A review of Phantom Prey, by John Sandford

@@@@ (4 out of 5)

Phantom Prey is #18 in John Sandford’s best-selling Prey series, the latest of which is #21. It’s one of a total of 33 novels Sandford has published since 1989, all of which seem to be set in his home state of Minnesota.

An innocent reader might wonder how Sandford finds so many clever plots involving the life of law enforcement officers in Minnesota, which is after all a state with a population of little more than five million people. That same reader might also wonder how Sandford can do such a brilliant job writing these fascinating stories.
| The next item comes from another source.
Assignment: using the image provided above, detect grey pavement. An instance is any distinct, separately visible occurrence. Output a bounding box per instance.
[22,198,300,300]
Part of the answer is that all is not as it seems. According to Wikipedia, “John Sandford is the pseudonym of the Pulitzer Prize-winning journalist John Roswell Camp,” who worked as a reporter from 1971 to 1990 for the Miami Herald and the St. Paul Pioneer Press. As anyone with even a passing familiarity with journalism is aware, you don’t spend two decades as a reporter for major metropolitan daily newspapers without doing one hell of a lot of writing. There’s little question in my mind that Camp put in at least the 10,000 hours of practice that Malcolm Gladwell says (in Outliers) is required to gain mastery of any craft. And no doubt he’s written for more hours than that in his two decades as a novelist.

Phantom Prey, like others I’ve read in the series, is a flawlessly executed tale built around a complex and unusual plot. A young heiress, Frances Austin, has disappeared, leaving behind spatters of her blood in her mother’s house that suggest she was murdered, but she has apparently withdrawn $50,000 from an investment account and colected it in cash, suggesting that perhaps she was not murdered but has simply fled. Other murders take place in close succession, linked to the heiress through friendship. In other words, it’s all a muddle.

Thus it is that Lucas Davenport, Sandford’s brilliant but unorthodox hero-investigator for the Minnesota Bureau of Criminal Apprehension (BCA), becomes caught up in a bizarre investigation into the local community of Goths, struggling to identify a young Goth woman called “Fairy” who unfortunately resembles other young Goth women but is clearly none of them. Fairy is apparently the perpetrator of the subsequent murders, if not also Frances’. As Lucas begins to close in on Frances’ murderer — having concluded she didn’t run away —  he is shot in the leg coming out of a Goth nightspot by a guy in cowboy boots. Meanwhile, Lucas and his sidekicks in the BCA are maintaining surveillance on a ruthless and violent Lithuanian drug dealer.

As you can see, a summary makes absolutely no sense. If this is all you know about the book, you know nothing. Read it. You’ll enjoy it.